The first step in having any hope of containing the Nets to non-nuclear efficiency is to have good wing-sized defenders on all three Brooklyn stars as often as possible -- allowing you to switch two-man actions between them without entering into a fatal mismatch. Milwaukee can do that with the starting five it used in Game 4 against Miami -- with Pat Connaughton in DiVincenzo's place. Connaughton takes Harris, Holiday gets Irving, Middleton likely bites the Harden bullet and Antetokounmpo tries Durant -- an assignment he rarely took in regular-season matchups, when the Nets started the bigger trio of Durant, Green and Jordan.
That's a tough ask for Middleton and Antetokounmpo. The Bucks might try Connaughton on Harden some, if only to let him absorb the inevitable fouls instead of Middleton. (DiVincenzo was a utility defender in this matchup, spending time on Irving, Harden and Harris.) They could then shift Middleton onto Durant, and Middleton has usually been their primary defender on Durant. But where does Antetokounmpo go then? Harris?
The Bucks can mitigate this by playing smaller or bigger. The Connaughton-Holiday-Middleton-Tucker-Antetokounmpo fivesome should get a decent chunk of time, freeing the Bucks to operate at their switchiest:
The Bucks could also get radical and start Tucker in DiVincenzo's place.

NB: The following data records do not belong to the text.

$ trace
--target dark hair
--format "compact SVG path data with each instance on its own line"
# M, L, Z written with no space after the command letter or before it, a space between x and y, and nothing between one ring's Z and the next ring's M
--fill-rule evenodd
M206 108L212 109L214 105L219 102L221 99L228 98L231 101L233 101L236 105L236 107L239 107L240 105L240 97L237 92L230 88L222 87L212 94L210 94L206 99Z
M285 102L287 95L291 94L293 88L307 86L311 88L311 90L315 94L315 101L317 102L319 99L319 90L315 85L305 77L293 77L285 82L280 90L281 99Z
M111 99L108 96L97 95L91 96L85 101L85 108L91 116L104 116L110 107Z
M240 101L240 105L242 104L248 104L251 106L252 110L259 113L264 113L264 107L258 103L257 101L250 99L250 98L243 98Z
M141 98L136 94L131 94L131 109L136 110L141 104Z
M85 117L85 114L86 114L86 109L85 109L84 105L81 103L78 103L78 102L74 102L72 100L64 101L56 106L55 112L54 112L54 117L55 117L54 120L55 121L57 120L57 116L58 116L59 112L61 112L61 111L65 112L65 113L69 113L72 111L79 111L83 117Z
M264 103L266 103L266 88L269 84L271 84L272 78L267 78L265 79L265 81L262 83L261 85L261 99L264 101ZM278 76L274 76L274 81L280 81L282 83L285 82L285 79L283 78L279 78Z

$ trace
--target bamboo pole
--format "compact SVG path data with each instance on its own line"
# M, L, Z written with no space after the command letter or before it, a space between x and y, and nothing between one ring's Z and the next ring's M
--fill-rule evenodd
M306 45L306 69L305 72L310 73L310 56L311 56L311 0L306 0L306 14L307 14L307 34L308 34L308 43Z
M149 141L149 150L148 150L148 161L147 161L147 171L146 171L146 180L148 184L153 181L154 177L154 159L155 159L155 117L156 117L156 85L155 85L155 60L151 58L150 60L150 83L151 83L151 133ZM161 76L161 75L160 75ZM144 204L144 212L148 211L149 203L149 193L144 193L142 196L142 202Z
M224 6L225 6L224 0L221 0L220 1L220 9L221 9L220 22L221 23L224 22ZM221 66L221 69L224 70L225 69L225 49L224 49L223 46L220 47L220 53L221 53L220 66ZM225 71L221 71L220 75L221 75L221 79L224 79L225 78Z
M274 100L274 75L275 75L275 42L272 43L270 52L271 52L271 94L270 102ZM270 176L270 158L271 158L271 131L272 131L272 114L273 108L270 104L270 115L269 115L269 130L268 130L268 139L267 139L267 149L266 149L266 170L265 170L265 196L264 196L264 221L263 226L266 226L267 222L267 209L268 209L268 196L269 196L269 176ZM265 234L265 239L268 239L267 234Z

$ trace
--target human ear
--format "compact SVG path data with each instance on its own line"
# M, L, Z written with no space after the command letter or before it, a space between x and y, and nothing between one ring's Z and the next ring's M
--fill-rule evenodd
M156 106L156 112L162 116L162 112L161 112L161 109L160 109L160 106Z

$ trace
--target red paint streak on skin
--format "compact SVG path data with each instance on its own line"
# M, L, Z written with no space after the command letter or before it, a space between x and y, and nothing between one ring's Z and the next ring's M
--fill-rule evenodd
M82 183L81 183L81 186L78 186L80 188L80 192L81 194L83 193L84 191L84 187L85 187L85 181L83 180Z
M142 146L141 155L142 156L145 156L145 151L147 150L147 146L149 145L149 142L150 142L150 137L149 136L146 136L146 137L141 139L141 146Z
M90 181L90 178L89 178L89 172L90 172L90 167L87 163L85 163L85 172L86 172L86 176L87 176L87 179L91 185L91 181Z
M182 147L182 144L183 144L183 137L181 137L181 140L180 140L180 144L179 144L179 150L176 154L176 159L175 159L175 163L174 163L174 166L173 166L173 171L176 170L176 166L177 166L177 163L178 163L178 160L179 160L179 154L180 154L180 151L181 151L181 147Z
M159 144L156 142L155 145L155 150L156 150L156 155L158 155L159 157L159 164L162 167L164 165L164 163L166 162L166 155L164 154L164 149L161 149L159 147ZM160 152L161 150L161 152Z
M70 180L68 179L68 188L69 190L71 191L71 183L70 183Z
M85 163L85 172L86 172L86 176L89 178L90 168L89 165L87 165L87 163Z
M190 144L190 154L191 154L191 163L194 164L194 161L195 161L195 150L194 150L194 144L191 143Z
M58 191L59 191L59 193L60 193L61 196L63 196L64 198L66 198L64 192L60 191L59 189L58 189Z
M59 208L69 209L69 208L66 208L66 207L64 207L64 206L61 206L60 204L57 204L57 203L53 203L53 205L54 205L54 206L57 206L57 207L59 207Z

That doesn't create the best slate of matchups -- it's a big lineup against a faster one -- but they could compensate by switching more.
Either way, Milwaukee figures to switch a lot with everyone but Lopez.
That becomes less tenable when Bryn Forbes enters. Brooklyn will redirect its entire offense to hunt him. If Forbes is on Harris, expect a barrage of Harden-Harris pick-and-rolls -- the weapon Brooklyn used to eviscerate D.J. Augustin:
The Bucks may try to limit the time both Forbes and Harden are on the floor, but Durant and Irving usually play when Harden rests. And Harden-only lineups are dangerous. The safest hiding place there (with Green injured) is probably Tyler Johnson, but Johnson can do damage if Harden gives him a giant head start.
The Nets can go small along with Milwaukee. The Irving-Harden-Harris-Durant-Green lineup is plus-33 in 81 minutes. The same lineup with Brown in Green's place is Brooklyn's second-most-used group in the playoffs.
There is no real scheme to contain Irving, Harden and Durant with shooting around them. All you can do is gather great individual defenders, avoid mistakes and hope for the best.
Milwaukee has a lot of great defenders. Brooklyn's individual talent is just overwhelming. Harden can create a shot anytime, against anyone. Durant has had no issues shooting over Middleton. Irving is a phantom with the ball. The idea of switching Tucker onto him sounds good in theory. In reality, this happens a lot:
That is the whole point of the Nets: If switchy playoff defenses force us into the mud of isolation basketball, well, we're the best in that mud.
The Nets have flashed a level of cooperation that is a luxury against most teams but might be a requirement -- at least in doses -- against Milwaukee: Harden and Irving screening for each other on one side as Griffin handles, with Durant setting a flare screen for Harris on the opposite side. Pindowns for Durant are always good. Irving is a dangerous cutter when he wants to be, setting random screens and darting into voids.
If the Nets are diligent, that kind of five-man, two-sided action will dot possessions beyond Steve Nash's out-of-timeout sets.
The Nets have to be diligent. These teams are well-matched and well-coached. Milwaukee has its own great one-on-one scorers capable of punishing Harden, Irving, Griffin and Shamet.
The health of Brooklyn's stars is a wild card, though Harden looked like himself in picking apart the Celtics. With Brooklyn holding home court, I'll go Nets in 7.
Whatever the outcome, this could be a classic.